During her lengthy seven-year break from the tour, Clijsters stayed busy at the Kim Clijsters Academy helping train the next generation, raised her children and did some commentary.
The 37-year-old mother of three has now come out of retirement twice. In 2007, she left the tour to have her daughter Jada, and then came back to win two US Open trophies. In 2012, she retired again, and it looked like it would be for good as she had two more children, Jack and Blake. She was even inducted into the Hall of Fame in 2017.
“Normally you coach someone to the Hall of Fame, we get one from the Hall of Fame,” Jensen said.
During her induction speech, Clijsters listed optimism and patience as two of the eight important lessons she learned during her career.
“Optimism: That is having the right attitude to deal with adversity and negative moments it’s important to stay positive,” she said. “I’m not just talking about tennis, but in life overall.”
Her positive attitude has been as famous as her ability to do the splits mid-point. Patience has been a continuing lesson given the current climate.
“With three kids you learn to have a little bit more patience,” she said. “It’s definitely been challenging, but it’s the same for everybody. Being patient is what you have to be and keep setting little goals even though sometimes it’s hard to predict what’s coming up ahead.”
The timing in March couldn’t have been worse for Clijsters as she had gotten to play just two events, losing to Garbine Muguruza in Dubai and Johanna Konta in Monterrey.

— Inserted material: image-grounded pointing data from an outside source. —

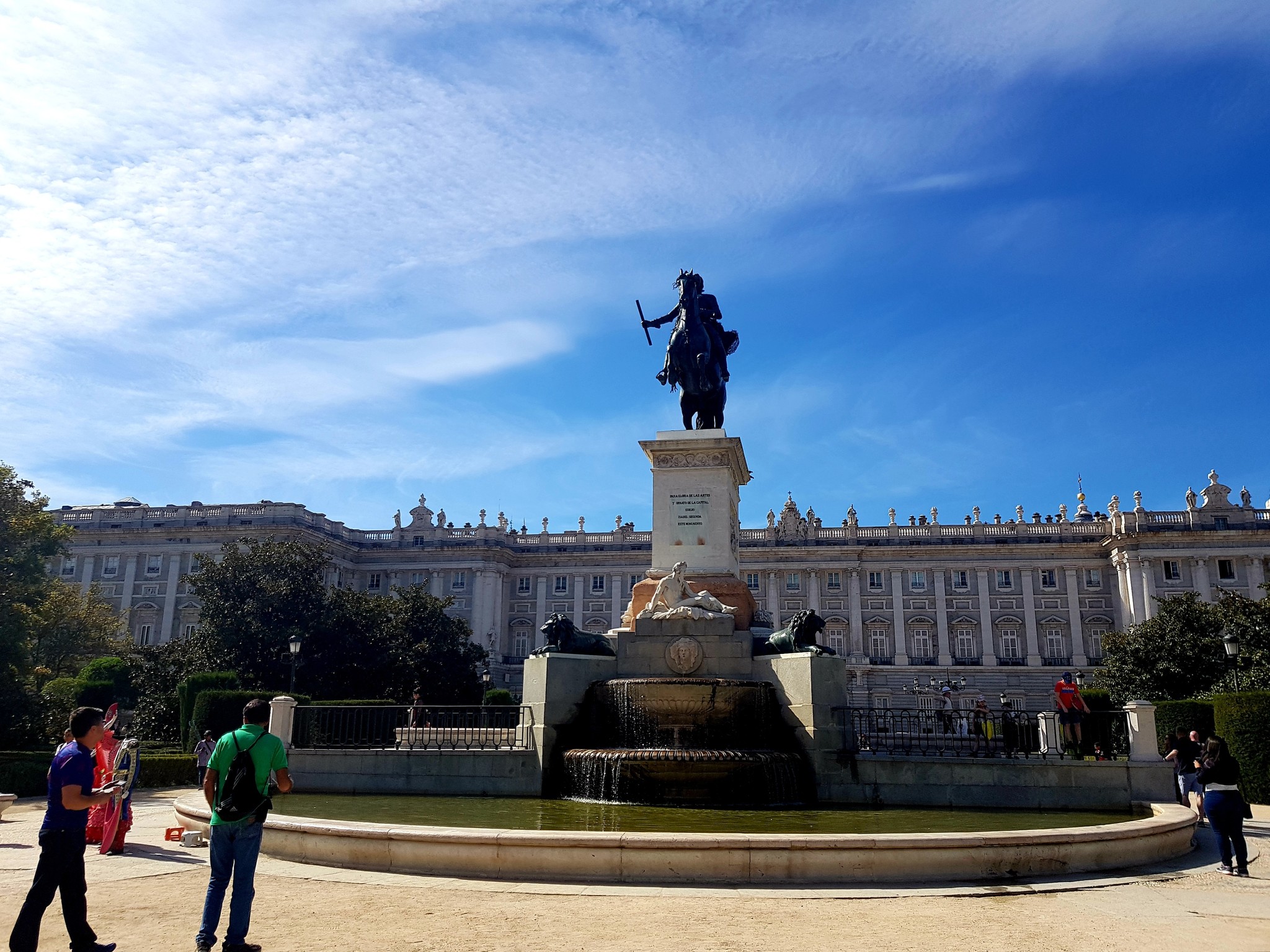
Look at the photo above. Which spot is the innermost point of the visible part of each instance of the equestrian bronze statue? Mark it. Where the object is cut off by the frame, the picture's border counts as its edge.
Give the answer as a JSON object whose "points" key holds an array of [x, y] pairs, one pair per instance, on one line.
{"points": [[696, 356]]}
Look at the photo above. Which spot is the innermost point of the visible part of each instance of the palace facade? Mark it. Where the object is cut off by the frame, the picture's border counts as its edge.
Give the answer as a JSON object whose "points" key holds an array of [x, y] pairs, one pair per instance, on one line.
{"points": [[1001, 603]]}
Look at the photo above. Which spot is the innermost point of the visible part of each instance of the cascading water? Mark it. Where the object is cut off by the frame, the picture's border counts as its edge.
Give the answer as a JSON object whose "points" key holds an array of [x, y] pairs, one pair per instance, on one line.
{"points": [[685, 741]]}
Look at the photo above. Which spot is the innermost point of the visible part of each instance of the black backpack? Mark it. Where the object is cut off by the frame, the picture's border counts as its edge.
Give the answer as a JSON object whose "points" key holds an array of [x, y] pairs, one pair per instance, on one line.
{"points": [[241, 798]]}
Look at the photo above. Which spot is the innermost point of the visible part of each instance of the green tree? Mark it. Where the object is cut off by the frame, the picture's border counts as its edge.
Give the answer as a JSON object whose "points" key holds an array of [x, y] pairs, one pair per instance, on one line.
{"points": [[1175, 655], [1249, 620], [30, 537], [255, 597], [69, 628]]}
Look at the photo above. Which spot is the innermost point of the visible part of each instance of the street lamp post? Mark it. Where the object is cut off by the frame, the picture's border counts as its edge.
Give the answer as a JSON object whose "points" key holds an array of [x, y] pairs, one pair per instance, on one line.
{"points": [[1231, 643], [293, 658]]}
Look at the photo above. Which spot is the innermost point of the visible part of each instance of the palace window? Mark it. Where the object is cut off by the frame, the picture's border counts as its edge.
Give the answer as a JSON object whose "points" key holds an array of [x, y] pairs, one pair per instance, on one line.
{"points": [[1054, 643], [966, 643], [1096, 643], [878, 643], [1010, 643], [922, 643]]}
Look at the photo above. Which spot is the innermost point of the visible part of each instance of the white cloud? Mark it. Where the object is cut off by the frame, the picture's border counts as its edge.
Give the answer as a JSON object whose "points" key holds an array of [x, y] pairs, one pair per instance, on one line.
{"points": [[225, 215]]}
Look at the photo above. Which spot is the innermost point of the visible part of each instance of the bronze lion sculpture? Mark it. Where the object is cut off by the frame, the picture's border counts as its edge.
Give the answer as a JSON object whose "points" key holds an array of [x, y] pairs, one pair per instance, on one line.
{"points": [[796, 638], [563, 638]]}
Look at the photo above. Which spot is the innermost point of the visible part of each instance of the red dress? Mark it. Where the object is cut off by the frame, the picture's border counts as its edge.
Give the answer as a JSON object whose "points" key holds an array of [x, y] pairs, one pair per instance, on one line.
{"points": [[102, 775]]}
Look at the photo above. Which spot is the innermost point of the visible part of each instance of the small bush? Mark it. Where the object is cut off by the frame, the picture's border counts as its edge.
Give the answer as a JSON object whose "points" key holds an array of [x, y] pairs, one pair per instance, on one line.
{"points": [[27, 778], [221, 711], [167, 771], [1189, 715], [1244, 720], [187, 696]]}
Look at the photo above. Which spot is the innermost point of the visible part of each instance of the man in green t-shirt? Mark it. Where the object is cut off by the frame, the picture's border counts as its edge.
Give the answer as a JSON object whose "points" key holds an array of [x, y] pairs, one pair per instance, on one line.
{"points": [[236, 845]]}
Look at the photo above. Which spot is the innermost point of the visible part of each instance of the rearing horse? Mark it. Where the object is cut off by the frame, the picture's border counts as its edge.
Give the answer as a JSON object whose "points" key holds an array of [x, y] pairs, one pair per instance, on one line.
{"points": [[693, 363]]}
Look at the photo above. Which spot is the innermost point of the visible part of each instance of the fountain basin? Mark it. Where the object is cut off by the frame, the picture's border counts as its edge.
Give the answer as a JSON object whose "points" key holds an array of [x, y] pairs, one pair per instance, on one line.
{"points": [[718, 858], [685, 777]]}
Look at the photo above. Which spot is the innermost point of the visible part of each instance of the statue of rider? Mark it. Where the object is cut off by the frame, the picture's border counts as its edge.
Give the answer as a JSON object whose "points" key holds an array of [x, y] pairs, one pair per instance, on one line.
{"points": [[711, 318]]}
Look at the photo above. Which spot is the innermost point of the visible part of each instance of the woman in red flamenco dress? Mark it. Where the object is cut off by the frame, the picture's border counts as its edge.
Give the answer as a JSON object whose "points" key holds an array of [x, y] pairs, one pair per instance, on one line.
{"points": [[102, 775]]}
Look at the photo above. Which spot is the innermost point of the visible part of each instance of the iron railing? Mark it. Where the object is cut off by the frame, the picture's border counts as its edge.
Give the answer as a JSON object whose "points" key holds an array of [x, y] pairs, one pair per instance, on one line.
{"points": [[1011, 734], [418, 728]]}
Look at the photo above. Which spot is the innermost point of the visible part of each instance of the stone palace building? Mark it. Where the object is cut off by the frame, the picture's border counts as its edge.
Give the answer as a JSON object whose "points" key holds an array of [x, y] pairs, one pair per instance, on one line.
{"points": [[998, 602]]}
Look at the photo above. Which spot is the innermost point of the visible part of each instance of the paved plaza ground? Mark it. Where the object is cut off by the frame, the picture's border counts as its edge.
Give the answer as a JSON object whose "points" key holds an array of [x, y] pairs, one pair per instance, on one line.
{"points": [[150, 901]]}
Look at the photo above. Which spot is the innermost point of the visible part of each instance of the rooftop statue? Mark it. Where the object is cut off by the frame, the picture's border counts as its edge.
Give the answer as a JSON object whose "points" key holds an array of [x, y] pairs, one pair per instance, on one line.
{"points": [[696, 355]]}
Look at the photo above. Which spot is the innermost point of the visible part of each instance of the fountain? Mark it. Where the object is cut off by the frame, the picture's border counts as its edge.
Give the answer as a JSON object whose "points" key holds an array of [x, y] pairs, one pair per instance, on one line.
{"points": [[701, 742]]}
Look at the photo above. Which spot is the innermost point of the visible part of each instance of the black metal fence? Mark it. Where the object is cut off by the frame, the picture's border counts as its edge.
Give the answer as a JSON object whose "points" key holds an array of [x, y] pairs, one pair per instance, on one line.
{"points": [[418, 728], [1104, 735]]}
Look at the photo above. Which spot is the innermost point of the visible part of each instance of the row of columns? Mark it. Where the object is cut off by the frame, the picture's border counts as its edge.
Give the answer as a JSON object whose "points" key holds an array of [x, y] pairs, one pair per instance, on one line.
{"points": [[941, 614]]}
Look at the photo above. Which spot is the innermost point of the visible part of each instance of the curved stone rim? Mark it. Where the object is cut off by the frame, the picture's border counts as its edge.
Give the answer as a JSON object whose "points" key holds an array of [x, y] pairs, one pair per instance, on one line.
{"points": [[723, 857]]}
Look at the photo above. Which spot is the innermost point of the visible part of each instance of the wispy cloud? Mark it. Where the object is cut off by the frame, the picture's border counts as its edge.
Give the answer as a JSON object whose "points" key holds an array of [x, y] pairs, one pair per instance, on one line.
{"points": [[267, 218]]}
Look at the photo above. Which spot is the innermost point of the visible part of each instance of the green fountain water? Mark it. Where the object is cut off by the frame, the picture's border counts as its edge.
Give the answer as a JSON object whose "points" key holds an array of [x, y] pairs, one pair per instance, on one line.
{"points": [[530, 814]]}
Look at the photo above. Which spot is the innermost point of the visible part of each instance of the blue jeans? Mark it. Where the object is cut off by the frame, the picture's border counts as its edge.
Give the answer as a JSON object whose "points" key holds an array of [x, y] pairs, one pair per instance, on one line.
{"points": [[234, 852], [1225, 809]]}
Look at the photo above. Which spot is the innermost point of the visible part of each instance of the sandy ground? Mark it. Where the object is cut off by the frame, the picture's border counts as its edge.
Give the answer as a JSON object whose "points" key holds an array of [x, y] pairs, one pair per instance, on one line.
{"points": [[151, 899]]}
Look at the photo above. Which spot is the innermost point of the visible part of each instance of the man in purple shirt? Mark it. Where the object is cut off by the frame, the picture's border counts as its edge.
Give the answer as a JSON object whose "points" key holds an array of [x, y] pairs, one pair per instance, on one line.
{"points": [[61, 840]]}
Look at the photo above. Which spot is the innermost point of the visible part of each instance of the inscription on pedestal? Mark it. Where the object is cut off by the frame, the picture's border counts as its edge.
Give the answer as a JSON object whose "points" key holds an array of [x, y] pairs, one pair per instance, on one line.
{"points": [[690, 518]]}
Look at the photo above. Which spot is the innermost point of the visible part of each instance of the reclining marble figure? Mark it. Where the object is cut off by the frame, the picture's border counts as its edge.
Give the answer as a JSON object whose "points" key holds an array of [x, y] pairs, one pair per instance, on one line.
{"points": [[675, 598]]}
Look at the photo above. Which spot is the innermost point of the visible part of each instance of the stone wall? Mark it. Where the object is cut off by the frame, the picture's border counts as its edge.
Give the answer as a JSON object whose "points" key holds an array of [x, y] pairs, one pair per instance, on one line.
{"points": [[508, 774]]}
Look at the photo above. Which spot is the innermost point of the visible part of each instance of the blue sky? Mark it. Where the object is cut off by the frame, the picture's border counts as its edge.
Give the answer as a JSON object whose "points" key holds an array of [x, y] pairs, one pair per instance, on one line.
{"points": [[347, 253]]}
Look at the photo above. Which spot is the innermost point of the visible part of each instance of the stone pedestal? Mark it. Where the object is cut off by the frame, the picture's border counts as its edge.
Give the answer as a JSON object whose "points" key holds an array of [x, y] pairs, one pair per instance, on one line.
{"points": [[554, 689], [683, 648]]}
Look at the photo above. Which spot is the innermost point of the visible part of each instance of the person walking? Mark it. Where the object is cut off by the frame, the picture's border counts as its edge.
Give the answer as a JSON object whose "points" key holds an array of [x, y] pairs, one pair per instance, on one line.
{"points": [[1071, 708], [236, 824], [1220, 774], [203, 753], [1185, 753], [61, 840]]}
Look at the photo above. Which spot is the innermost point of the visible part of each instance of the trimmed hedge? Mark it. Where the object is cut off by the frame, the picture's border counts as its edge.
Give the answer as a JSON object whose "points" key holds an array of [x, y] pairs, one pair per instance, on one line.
{"points": [[1244, 721], [221, 711], [1192, 715], [187, 696], [25, 776]]}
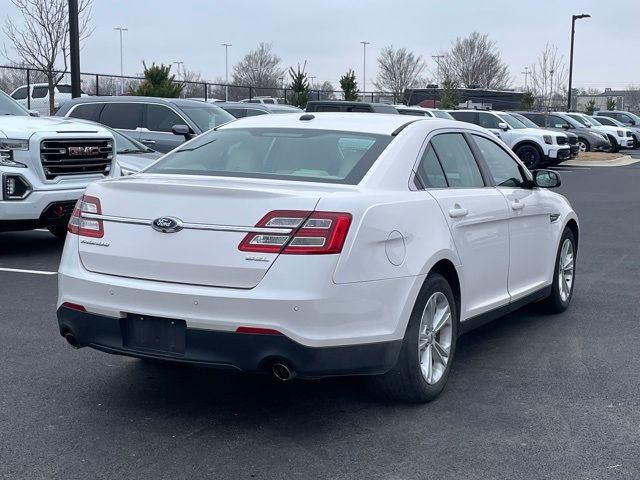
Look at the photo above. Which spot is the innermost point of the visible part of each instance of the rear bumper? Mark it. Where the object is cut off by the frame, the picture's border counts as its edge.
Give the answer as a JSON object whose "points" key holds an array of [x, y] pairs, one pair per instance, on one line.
{"points": [[240, 351]]}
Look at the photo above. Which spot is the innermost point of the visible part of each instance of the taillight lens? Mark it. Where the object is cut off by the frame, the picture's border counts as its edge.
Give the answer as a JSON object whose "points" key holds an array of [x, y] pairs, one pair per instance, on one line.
{"points": [[86, 227], [312, 233]]}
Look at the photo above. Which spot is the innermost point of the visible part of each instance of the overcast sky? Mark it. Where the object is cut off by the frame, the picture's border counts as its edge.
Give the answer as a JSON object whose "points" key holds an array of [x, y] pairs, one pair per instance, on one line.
{"points": [[327, 33]]}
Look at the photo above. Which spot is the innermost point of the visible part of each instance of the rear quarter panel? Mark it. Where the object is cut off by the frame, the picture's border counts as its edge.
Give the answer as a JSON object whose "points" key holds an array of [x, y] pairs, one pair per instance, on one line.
{"points": [[391, 236]]}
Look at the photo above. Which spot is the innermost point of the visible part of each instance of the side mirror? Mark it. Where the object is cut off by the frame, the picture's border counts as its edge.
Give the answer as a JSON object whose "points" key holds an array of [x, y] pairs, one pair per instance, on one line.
{"points": [[182, 130], [546, 179]]}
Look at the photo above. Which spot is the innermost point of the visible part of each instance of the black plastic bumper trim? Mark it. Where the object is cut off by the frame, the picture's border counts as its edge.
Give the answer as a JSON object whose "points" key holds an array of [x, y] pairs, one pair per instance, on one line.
{"points": [[245, 352]]}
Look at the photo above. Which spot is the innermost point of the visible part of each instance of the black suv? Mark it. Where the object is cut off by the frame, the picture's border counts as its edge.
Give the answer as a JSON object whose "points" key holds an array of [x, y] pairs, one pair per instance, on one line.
{"points": [[160, 123], [345, 106]]}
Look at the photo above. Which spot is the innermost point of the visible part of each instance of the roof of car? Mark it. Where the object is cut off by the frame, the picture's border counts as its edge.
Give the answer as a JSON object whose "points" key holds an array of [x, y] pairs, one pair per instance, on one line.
{"points": [[134, 99], [265, 107], [381, 124]]}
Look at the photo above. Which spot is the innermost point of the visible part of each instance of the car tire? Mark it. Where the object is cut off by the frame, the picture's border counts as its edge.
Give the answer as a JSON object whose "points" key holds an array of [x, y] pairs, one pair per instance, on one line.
{"points": [[59, 231], [563, 274], [530, 156], [584, 145], [420, 378]]}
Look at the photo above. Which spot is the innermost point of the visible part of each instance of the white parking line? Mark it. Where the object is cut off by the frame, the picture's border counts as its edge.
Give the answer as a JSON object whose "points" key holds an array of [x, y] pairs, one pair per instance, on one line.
{"points": [[20, 270]]}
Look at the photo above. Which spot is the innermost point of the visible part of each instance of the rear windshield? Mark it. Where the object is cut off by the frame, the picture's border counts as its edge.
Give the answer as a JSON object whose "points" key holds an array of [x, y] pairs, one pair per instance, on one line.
{"points": [[325, 156]]}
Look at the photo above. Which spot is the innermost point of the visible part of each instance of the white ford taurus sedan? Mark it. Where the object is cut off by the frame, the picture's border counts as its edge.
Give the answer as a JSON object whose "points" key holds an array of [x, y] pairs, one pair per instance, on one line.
{"points": [[317, 245]]}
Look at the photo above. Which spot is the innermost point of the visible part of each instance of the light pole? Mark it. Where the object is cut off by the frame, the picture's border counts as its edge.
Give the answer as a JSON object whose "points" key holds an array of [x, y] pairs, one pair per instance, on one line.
{"points": [[178, 63], [121, 29], [437, 58], [364, 68], [573, 34], [526, 74], [226, 70], [74, 49]]}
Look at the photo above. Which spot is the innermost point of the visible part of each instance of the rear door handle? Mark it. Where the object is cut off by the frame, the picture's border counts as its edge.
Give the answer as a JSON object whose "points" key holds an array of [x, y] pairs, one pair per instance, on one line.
{"points": [[457, 211], [517, 205]]}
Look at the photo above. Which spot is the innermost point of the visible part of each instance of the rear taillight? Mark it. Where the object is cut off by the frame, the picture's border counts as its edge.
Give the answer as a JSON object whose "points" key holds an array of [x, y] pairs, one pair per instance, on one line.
{"points": [[312, 233], [86, 227]]}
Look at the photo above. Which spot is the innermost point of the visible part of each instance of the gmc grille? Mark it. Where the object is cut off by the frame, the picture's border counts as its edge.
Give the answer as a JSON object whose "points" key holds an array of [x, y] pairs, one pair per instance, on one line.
{"points": [[63, 158]]}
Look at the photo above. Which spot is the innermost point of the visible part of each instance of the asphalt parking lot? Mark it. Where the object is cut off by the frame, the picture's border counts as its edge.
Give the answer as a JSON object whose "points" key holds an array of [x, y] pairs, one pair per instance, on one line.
{"points": [[530, 396]]}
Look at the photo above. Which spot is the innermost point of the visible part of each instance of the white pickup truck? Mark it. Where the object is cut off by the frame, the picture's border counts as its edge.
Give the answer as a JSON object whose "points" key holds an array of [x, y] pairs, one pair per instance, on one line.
{"points": [[45, 165]]}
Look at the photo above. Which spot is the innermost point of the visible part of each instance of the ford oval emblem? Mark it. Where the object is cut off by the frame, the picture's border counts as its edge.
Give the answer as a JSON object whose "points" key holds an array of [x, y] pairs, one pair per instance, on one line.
{"points": [[167, 224]]}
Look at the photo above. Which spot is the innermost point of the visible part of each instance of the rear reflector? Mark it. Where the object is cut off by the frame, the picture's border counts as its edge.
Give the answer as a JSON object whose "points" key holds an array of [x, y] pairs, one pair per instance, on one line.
{"points": [[84, 226], [74, 306], [312, 233], [258, 331]]}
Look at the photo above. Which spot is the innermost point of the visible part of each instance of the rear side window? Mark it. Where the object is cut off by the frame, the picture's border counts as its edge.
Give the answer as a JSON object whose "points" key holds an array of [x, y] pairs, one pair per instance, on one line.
{"points": [[87, 111], [505, 171], [327, 108], [252, 112], [40, 92], [162, 119], [290, 154], [536, 118], [458, 163], [430, 171], [487, 120], [127, 116], [557, 122], [469, 117], [20, 94]]}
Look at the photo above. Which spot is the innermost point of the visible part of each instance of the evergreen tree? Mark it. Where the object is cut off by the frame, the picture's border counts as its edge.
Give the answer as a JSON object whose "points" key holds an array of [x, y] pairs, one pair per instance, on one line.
{"points": [[449, 97], [299, 86], [349, 85], [158, 82]]}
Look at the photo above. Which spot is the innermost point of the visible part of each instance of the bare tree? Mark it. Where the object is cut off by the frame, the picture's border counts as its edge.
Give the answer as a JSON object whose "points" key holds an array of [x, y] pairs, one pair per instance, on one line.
{"points": [[475, 62], [42, 40], [260, 68], [193, 84], [398, 70], [12, 78], [549, 77], [632, 98]]}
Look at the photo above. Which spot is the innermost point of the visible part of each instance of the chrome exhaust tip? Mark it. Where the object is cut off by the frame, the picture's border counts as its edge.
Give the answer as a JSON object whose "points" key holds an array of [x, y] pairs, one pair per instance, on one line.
{"points": [[282, 372]]}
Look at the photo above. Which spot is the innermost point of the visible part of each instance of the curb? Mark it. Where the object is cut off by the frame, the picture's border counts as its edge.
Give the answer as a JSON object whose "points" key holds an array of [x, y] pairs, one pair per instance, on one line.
{"points": [[616, 162]]}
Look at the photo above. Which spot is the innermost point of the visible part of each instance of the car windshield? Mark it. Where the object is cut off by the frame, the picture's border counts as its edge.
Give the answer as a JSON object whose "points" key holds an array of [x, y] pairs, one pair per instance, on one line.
{"points": [[580, 119], [442, 114], [206, 116], [8, 106], [512, 121], [524, 120], [325, 156], [609, 121]]}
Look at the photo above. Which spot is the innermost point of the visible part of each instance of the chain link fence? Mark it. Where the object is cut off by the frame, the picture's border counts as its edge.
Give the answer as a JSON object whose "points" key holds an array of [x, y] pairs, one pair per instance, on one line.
{"points": [[30, 87]]}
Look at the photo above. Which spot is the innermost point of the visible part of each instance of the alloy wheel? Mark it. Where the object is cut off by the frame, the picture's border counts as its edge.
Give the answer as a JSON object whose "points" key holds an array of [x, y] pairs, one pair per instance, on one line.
{"points": [[435, 338], [566, 269]]}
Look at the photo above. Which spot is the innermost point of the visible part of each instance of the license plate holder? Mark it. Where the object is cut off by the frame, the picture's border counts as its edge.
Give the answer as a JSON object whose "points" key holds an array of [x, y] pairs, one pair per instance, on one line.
{"points": [[154, 334]]}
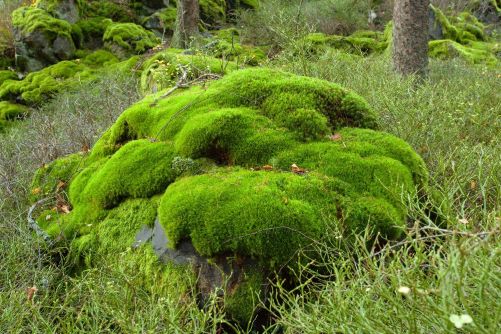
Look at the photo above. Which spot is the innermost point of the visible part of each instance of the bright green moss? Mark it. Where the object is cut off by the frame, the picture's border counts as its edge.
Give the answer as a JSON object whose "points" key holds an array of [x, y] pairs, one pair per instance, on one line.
{"points": [[226, 45], [29, 19], [361, 43], [213, 12], [100, 58], [260, 214], [254, 166], [478, 53], [37, 86], [114, 10], [56, 176], [118, 178], [10, 112], [241, 303], [460, 29], [7, 75], [165, 68], [130, 37], [91, 29]]}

“The question I’ve gotten a lot in Belgium from media is: ‘Do you still want to go through with it and do you still want to keep playing now with everything that’s going on?’” Clijsters said. “It doesn’t mean because COVID happened that I’m not interested in playing more tennis. There are some challenges and combining parenting at home and still going to practice and things like that… You just try to see the positive things out of moments that you’re in and that’s another big lesson that you learn.”
With her children getting a little older (Jada is 12, Jack is six and Blake is three), she’s naturally had more time to work on her comeback. Ahead of the season’s start, she trained in New Jersey with her family on hand, but they haven’t made an appearance at The Greenbrier just yet.
“They are coming later,” she said. “It was nice to come here and just do the last few days of training without them. They’re actually driving down in a few days so it will be great. I’m happy to share this experience at this resort.”
Coming back after having Jada certainly worked out for her, so who knows what this comeback could bring for the New York Empire.